The existing needs for cost information in healthcare include budgeting, planning, and management control. These needs are dependent on three aspects for their efficiency. The first aspect for budgeting, planning, and management control is having prior knowledge of the items or services in question and their cost (Cleverly 364). The second aspect is the time frame in which the cost information is required for budgeting, planning, and management control. The third aspect is how to make use of the existing cost systems and relate them to company needs for cost information.
Management uses budgets for many purposes. For example, they use budgets to monitor the results of control systems in a place and ensure control over activity centers and the various company processes (Cleverly 380). It also helps in the decision making process. In planning, for example, budgeting helps in the identification of strategies that are cost-effective and beneficial to a company. Moreover, budgeting assists managers in determining the necessary resources for production. Lastly, management uses budgeting to make the corrections needed to meet organizational needs.

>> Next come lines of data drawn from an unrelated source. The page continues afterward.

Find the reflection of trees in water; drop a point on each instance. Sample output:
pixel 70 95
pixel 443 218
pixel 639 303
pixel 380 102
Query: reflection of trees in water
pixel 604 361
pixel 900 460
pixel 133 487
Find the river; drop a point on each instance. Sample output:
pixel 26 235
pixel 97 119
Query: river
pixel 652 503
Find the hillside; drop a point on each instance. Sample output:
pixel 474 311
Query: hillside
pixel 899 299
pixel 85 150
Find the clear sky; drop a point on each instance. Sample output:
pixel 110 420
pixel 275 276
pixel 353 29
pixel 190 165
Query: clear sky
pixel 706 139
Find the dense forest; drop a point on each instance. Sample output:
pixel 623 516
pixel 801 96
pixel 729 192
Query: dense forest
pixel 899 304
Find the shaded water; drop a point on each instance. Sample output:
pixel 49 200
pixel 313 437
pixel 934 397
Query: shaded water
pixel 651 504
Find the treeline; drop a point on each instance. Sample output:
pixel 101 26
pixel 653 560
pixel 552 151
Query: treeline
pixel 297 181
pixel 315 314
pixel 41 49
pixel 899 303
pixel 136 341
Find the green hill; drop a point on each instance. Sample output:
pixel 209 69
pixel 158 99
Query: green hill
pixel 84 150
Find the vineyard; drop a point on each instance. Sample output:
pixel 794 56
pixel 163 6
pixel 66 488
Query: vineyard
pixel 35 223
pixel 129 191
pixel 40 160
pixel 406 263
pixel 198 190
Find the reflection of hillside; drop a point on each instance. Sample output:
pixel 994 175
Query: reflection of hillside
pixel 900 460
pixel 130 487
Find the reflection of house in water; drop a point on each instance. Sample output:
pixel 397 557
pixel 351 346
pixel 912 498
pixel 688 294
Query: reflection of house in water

Budgeting is considered as a tool for cost control in healthcare organizations. The budgeting process incorporates interrelated budgets, which include statistics, discretionary revenue, expense, revenue, capital, cash, and financial statements budgets (Cleverly 382). The budgeting process also involves the board of governors, chief executive officers, controllers, responsibility center managers, and the committee involved in the budgeting process.
The initial step of the process of budgeting is developing a statistics budget. The main aim of this budget is to provide workload measures in various departments. The measures include the output expectations, estimation methodology, and the responsibility for estimation (Cleverly 383). The next step is the expense budget. At this level, budget period length, flexible budgets, principles for price and product worth, and apportionment of indirect costs are determined. The third step is the revenue budget, which is set after the development of expense and statistics budget. Revenues are fixed at points covering all expenditures plus a return on investment.
The next level is the discretionary revenue budget and capital budget development, and it managers a control tool. The cash budgets and financial statements development follows. The cash budgets are indicators of the company’s expected short-run creditworthiness, and they translate previous budgets into cash inflows and outflows. These budgets and financial statements test the appropriateness of the whole budgetary process.
The statistics budget is used for measuring the work capacity in the various departments, which involves the output prospects, responsibility estimates, and estimation methods (Cleverly 384). Expense budgets are used for cost control in various departments, including payrolls and supplies. On the other hand, revenue budgets are used for covering expenses and the provision of a return on investment. Moreover, capital budgets are used as a tool of control by the management, while ash budgets are used as indicators of the company’s short-term creditworthiness (Cleverly 389). They also translate former budgets into statements of cash influxes and outflows. Lastly, cash budgets and budgeted financial statements are used in the testing of the suitability of the budgeting process.
Cleverly, William. Essentials of Healthcare Finance. 8th. Jones & Bartlett Learning, 2017.